Most of dialysis market in California belongs to Colorado-based DaVita Healthcare Partners and the German company Fresenius Medical Care, who have about 70% of the state market share. The 30% remaining market share belongs to independent or not-for-profit clinics. California has just under 600 dialysis clinics.
California has an extra high rate of growth in dialysis patients — about 5% every year — and there are already more than 68,000 dialysis patients in the state.
But SEIU members say dialysis clinic regulations are far too lax, and facilities have been plagued by issues like rat and cockroach infestations or staffing shortages that leave technicians with only minutes to clean up stations before another patient receives treatment.
"With regards to staffing it's a free-for-all," said union member and longtime dialysis technician Emanuel Gonzales, who is helping to lead the union campaign and has worked in several dialysis centers across San Bernardino County and the Inland Empire in California. "They pretty much operate anyway they like. If something happens, they could blame workers."
Gonzales said that as a technician he often had nine patients under his care at one time. The nature of dialysis, where a patient's blood gets removed, cleaned, and filtered back into his or her body, can intensify a patient's discomfort and need for immediate attention.

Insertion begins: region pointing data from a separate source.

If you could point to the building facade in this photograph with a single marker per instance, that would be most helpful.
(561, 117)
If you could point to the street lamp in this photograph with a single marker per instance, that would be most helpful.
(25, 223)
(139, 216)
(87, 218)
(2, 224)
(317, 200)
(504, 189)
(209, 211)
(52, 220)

The union tried last year to pass a bill that would increase the staffing ratios required in dialysis clinics, but their effort stalled in the state Assembly after passing the Senate. The measure brought out the lobbying arms of DaVita and Fresenius as well as strong opposition by provider groups like the California Hospital Association and the California Association of Rural Health Clinics.
The California Hospital Association hasn't taken a position on the ballot measure yet, but the provider groups' criticisms of the staffing legislation focused on the likely shift of dialysis patients to emergency departments or hospital inpatient dialysis units if dialysis clinics couldn't meet the requirements.
A coalition sponsored by the California Dialysis Council — called Patients and Caregivers to Protect Dialysis Patients — has echoed the same concerns, arguing the initiative could drive up dialysis costs as treatment moves to hospitals and emergency departments.
The group, which has received funding from DaVita and Fresenius, has not run analysis of how many hospitals would need to take on more dialysis patients if the clinics in their area have to cut back or close.
The coalition has determined that small and independent clinics stand the greatest risk of closure, as the 115% commercial reimbursement cap doesn't account for the costs of dialysis clinics' mandated physician medical director, clinical coordinators and administrators.
A clinic closure could hurt patients as well, the group noted, citing research whoting a single missed dialysis treatment increases the risk of death by about 30%.
"The proposition disproportionately harms dialysis patients in poor, disadvantaged and rural communities where dialysis clinics already struggle to stay open," the coalition wrote.
Ratings and financial analysts with an eye out for investors in DaVita and Fresenius are also on alert. In a note last week, Baird Equity Research predicted the union will push for legislation on staffing issues, which could mean a $100 million to $150 million hit for the industry.
The ballot initiative would likely drive DaVita out of California entirely — at least a $300 million loss, Baird said.
However, Baird noted that the dialysis industry has the bigger lobbying war-chest compared to the union and speculated that DaVita and Fresenius will either defeat both the staffing legislation and the ballot measure, challenge them in court or negotiate another resolution with the union.
A brief from Wolfe Research also predicted the odds are in the industry's favor.
"It's difficult to find examples of successful ballot initiatives against the health care sector over time," Wolfe's analysis stated, referencing California's unsuccessful drug pricing initiatives from 2005 and 2016, as well as an insurance company rate justification initiative from 2014.
California isn't the only state where the union is rallying voters around ballot measures. Similar efforts are underway in Ohio and Arizona.